I love UGGS. You look like an extra in "Planet Of The Apes", but they are SOOO warm....AND they feel great on bare feet.


----------



## prinzessin784 (Jan 18, 2007)

they are very durable!  I got a pair recently from TJMaxx and they are really comfy but I can't wear them for long because there is not enough support.  My knees and ankles hurt too much when I wear them!


----------



## Katja (Jan 18, 2007)

*I have the exact same pair (well not the EXACT same, but you get it) 
	

	
	
		
		

		
		
	


	




  I got them maybe 3 years ago??  I am sort of over them now, but they are great if you reside in colder areas, like Antartica or (Texas).

Sometimes when I wear them, I say to myself, "Sheep could never be cold creatures.  They lend us THEIR sheep skin, AND literally.  They could never be cold."  (not in the EXACT statement, but you get it) *


----------



## vivaXglamlove (Jan 19, 2007)

Quote:

   Originally Posted by *♥MiCHiE♥* 

 
_I love UGGS. You look like an extra in "Planet Of The Apes", but they are SOOO warm....AND they feel great on bare feet._

 
I knowwww! I fold mine all the way like in the first picture and it looks like i'm the yettie!


----------



## Uchina (Jan 19, 2007)

Quote:

   Originally Posted by *Shimmer* 

 
_warmth is key for me during icy winters in texas._

 
Texas has ice?!


----------



## Janice (Jan 20, 2007)

Quote:

   Originally Posted by *Uchina* 

 
_Texas has ice?!_

 
We have ice much more often than snow unfortuantly.


----------



## HallieC (Jan 25, 2007)

i've got a pair of knock offs from kmart. i've been wearing them almost every day since oct. lol! i love them!!!


----------



## Kim. (Jan 29, 2007)

Quote:

   Originally Posted by *Katja* 

 
_*I have the exact same pair (well not the EXACT same, but you get it) 
	

	
	
		
		

		
		
	


	




  I got them maybe 3 years ago??  I am sort of over them now, but they are great if you reside in colder areas, like Antartica or (Texas).

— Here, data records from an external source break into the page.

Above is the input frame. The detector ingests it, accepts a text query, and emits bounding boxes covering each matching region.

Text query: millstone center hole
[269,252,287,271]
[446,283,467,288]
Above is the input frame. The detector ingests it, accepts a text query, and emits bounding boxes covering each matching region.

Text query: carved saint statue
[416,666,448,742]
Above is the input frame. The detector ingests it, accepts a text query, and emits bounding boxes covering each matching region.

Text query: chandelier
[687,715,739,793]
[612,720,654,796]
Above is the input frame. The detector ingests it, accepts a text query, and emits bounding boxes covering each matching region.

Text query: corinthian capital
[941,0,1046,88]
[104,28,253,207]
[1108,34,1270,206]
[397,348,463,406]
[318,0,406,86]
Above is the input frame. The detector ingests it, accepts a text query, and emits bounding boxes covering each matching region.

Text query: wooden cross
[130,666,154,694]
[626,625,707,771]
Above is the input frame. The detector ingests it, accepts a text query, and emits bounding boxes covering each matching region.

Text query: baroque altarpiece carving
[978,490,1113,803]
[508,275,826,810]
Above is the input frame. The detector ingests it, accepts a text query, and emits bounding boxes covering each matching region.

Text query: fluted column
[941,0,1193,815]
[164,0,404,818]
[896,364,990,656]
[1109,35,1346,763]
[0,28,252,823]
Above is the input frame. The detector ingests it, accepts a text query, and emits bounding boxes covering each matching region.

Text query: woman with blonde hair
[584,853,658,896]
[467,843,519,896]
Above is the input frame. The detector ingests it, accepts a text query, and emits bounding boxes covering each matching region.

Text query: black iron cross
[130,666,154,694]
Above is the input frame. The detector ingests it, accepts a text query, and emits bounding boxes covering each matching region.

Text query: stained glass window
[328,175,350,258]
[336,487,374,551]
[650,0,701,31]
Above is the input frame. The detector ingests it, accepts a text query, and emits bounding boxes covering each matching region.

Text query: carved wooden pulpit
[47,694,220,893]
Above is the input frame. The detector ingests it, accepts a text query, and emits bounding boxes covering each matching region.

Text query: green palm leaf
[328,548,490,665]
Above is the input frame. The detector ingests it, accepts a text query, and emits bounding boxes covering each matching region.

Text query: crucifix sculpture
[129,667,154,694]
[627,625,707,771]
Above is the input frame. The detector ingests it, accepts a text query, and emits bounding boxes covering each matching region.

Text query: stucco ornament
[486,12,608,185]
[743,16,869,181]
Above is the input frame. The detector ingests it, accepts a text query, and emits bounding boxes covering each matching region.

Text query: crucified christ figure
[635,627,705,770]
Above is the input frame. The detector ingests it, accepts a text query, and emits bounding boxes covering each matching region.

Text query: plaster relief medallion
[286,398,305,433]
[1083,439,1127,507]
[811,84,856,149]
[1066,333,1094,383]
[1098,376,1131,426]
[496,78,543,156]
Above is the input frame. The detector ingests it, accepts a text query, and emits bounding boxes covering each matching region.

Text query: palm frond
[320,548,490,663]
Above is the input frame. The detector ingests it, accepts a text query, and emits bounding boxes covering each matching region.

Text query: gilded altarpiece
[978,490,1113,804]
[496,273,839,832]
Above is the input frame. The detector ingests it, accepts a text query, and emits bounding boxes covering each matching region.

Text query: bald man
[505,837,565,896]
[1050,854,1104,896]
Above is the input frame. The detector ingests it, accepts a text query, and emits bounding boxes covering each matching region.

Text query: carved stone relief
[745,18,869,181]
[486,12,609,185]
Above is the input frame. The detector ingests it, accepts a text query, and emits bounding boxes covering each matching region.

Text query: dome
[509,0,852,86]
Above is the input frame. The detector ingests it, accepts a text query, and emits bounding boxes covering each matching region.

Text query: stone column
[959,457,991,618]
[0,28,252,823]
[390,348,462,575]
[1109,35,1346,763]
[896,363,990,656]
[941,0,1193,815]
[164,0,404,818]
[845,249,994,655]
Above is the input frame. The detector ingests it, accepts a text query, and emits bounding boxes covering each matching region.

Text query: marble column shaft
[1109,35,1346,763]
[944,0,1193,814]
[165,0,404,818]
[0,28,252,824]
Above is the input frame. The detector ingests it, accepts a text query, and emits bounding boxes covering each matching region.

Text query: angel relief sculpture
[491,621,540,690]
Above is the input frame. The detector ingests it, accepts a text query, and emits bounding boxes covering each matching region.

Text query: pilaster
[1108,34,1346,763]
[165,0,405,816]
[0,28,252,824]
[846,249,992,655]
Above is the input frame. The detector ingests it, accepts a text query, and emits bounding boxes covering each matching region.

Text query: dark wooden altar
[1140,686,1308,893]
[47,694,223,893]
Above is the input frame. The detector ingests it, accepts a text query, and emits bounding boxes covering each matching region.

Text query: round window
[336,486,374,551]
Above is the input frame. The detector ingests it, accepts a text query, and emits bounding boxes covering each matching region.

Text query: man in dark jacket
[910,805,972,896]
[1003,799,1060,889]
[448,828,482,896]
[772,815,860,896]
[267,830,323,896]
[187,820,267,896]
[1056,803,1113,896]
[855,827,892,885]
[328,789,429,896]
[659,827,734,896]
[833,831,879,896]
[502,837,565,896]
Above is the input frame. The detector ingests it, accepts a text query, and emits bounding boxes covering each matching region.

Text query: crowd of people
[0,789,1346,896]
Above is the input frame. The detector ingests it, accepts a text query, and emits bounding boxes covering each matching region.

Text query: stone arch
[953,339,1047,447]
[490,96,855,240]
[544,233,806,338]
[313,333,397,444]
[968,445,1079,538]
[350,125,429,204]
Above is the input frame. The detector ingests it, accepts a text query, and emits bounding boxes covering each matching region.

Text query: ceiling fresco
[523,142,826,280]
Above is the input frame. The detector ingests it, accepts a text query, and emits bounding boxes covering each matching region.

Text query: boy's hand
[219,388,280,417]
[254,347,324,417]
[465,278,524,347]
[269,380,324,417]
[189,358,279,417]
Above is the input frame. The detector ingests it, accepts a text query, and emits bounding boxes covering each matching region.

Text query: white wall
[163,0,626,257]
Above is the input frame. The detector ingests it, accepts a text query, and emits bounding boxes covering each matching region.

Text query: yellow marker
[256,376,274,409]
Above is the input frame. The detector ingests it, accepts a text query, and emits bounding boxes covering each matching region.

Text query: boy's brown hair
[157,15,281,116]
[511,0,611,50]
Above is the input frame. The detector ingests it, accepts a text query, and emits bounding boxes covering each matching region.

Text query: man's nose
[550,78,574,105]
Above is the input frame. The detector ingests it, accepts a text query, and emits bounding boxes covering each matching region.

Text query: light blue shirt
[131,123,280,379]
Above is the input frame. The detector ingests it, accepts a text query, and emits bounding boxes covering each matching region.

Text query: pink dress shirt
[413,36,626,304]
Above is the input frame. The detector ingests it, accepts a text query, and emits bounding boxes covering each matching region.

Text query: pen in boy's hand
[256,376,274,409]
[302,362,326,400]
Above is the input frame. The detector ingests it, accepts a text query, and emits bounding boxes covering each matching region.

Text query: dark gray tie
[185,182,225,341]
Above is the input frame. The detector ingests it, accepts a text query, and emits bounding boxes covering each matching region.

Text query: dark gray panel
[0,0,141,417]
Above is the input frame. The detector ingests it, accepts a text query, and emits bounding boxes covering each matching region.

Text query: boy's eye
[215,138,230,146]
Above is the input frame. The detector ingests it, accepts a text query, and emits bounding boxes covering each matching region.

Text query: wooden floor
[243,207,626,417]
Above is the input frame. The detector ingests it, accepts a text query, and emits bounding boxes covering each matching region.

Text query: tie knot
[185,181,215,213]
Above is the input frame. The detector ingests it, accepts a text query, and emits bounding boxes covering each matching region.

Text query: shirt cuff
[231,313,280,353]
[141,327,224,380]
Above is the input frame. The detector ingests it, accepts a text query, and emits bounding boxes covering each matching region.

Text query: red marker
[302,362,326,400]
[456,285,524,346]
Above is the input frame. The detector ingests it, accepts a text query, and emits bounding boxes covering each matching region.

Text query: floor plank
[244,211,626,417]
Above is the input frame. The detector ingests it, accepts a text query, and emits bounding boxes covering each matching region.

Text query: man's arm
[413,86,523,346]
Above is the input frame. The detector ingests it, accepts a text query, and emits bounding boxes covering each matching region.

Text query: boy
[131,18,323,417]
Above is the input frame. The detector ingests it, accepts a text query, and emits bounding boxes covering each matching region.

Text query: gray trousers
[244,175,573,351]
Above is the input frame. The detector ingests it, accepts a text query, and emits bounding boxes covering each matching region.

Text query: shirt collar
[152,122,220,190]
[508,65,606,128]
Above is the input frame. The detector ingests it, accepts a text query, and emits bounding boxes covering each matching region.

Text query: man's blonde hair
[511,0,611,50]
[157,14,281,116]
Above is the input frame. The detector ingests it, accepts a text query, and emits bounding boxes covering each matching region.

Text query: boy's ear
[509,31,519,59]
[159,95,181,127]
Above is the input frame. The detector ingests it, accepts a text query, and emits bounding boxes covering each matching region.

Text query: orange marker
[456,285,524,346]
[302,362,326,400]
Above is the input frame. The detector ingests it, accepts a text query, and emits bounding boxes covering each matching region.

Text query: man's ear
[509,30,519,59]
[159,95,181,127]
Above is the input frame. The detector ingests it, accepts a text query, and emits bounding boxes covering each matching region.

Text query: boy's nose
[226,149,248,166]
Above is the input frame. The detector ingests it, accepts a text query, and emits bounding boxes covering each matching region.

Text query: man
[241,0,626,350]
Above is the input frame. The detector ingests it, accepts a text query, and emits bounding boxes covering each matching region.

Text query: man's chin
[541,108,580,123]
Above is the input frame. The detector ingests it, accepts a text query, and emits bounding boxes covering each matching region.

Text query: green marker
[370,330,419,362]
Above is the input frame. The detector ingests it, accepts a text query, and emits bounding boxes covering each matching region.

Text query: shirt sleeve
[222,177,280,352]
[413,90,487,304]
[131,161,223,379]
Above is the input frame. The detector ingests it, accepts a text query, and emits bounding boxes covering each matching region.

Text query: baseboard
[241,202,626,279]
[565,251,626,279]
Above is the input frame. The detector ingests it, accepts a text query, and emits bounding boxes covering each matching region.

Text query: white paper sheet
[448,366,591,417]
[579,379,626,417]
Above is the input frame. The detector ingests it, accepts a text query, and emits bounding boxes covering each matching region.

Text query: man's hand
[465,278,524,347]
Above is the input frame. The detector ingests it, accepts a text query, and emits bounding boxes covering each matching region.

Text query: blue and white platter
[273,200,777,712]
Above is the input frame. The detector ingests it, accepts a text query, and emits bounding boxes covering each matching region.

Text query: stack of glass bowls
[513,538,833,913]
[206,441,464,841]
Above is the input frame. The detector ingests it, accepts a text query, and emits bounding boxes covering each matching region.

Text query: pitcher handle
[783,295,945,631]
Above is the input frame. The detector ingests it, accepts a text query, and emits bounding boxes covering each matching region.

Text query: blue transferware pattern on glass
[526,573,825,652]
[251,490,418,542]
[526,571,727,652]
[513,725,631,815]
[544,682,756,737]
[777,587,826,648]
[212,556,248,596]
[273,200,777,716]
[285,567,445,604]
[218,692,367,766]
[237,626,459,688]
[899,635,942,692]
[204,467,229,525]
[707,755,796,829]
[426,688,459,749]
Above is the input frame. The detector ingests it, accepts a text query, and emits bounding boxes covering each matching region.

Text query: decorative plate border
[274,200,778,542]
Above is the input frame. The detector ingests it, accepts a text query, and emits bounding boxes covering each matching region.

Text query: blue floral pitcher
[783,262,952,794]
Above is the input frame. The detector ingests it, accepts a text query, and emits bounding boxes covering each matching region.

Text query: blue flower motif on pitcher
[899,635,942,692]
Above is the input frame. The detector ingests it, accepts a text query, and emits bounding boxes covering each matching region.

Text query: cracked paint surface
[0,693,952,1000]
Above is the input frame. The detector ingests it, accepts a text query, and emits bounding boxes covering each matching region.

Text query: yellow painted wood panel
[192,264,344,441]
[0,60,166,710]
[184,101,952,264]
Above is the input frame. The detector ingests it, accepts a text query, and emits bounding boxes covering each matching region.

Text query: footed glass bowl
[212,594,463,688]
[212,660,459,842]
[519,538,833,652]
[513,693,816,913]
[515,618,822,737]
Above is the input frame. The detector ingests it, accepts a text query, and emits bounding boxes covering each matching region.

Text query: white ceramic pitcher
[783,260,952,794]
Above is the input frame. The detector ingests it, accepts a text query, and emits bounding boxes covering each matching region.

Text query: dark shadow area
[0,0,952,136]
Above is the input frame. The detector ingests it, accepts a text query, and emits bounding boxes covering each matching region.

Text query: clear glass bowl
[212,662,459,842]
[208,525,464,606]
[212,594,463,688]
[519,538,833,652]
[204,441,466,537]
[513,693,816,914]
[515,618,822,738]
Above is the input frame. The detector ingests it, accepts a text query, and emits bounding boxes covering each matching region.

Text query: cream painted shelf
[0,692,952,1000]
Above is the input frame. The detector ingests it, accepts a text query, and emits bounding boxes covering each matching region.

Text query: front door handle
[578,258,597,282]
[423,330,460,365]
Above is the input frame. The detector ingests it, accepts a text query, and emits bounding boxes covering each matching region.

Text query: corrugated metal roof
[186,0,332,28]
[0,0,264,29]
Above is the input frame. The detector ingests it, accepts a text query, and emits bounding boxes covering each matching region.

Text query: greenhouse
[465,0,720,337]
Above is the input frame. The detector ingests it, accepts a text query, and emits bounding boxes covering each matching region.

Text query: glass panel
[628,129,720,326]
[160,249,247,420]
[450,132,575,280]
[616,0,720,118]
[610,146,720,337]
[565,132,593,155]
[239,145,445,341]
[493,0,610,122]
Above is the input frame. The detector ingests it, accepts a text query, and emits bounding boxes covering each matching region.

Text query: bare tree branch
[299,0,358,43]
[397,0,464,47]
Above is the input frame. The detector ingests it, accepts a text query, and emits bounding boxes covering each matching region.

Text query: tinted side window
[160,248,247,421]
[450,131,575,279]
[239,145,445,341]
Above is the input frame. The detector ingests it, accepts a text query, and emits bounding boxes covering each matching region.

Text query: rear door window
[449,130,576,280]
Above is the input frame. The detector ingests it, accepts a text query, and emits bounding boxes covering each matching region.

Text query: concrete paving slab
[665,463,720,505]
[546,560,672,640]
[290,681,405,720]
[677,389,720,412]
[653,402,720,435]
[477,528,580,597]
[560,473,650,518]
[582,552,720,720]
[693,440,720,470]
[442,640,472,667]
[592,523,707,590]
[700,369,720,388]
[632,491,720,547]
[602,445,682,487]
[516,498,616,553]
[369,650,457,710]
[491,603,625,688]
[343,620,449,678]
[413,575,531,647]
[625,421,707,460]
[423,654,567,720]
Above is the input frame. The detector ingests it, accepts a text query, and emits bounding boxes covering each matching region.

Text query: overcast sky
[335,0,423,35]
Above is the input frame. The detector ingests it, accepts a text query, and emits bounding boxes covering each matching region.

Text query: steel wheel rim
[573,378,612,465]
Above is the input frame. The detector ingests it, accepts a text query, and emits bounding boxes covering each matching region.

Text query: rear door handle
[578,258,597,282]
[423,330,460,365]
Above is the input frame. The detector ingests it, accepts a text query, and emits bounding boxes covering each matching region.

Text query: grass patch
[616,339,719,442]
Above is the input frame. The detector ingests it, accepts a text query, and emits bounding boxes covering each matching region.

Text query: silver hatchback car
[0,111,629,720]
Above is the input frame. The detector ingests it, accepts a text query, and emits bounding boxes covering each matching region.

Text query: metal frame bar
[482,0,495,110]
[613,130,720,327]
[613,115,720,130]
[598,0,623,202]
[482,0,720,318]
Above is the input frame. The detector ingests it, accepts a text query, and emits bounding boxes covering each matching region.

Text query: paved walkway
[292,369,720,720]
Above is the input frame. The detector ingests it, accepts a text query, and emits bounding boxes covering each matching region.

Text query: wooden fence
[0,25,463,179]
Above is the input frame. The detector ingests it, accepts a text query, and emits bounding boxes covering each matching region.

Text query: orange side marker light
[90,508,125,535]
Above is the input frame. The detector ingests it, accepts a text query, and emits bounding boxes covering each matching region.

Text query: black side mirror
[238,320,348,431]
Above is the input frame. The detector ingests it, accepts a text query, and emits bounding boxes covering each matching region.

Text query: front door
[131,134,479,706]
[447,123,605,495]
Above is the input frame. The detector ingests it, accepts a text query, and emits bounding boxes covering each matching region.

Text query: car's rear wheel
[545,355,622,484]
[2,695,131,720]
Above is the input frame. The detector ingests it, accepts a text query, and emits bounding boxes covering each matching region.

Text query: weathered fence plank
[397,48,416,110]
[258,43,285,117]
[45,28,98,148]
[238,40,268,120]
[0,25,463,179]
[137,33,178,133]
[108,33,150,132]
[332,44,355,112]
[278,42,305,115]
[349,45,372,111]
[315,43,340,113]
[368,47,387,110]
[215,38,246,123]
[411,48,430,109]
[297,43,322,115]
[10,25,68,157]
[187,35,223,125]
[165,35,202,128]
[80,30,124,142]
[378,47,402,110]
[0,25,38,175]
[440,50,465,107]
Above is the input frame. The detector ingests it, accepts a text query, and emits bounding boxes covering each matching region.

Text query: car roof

Sometimes when I wear them, I say to myself, "Sheep could never be cold creatures.  They lend us THEIR sheep skin, AND literally.  They could never be cold."  (not in the EXACT statement, but you get it) *_

 
I agree my ankles really hurt after wearing them. They also don't have very good traction on icy patches and its easy to slip but they're sooo warm and good for -18 weather.


----------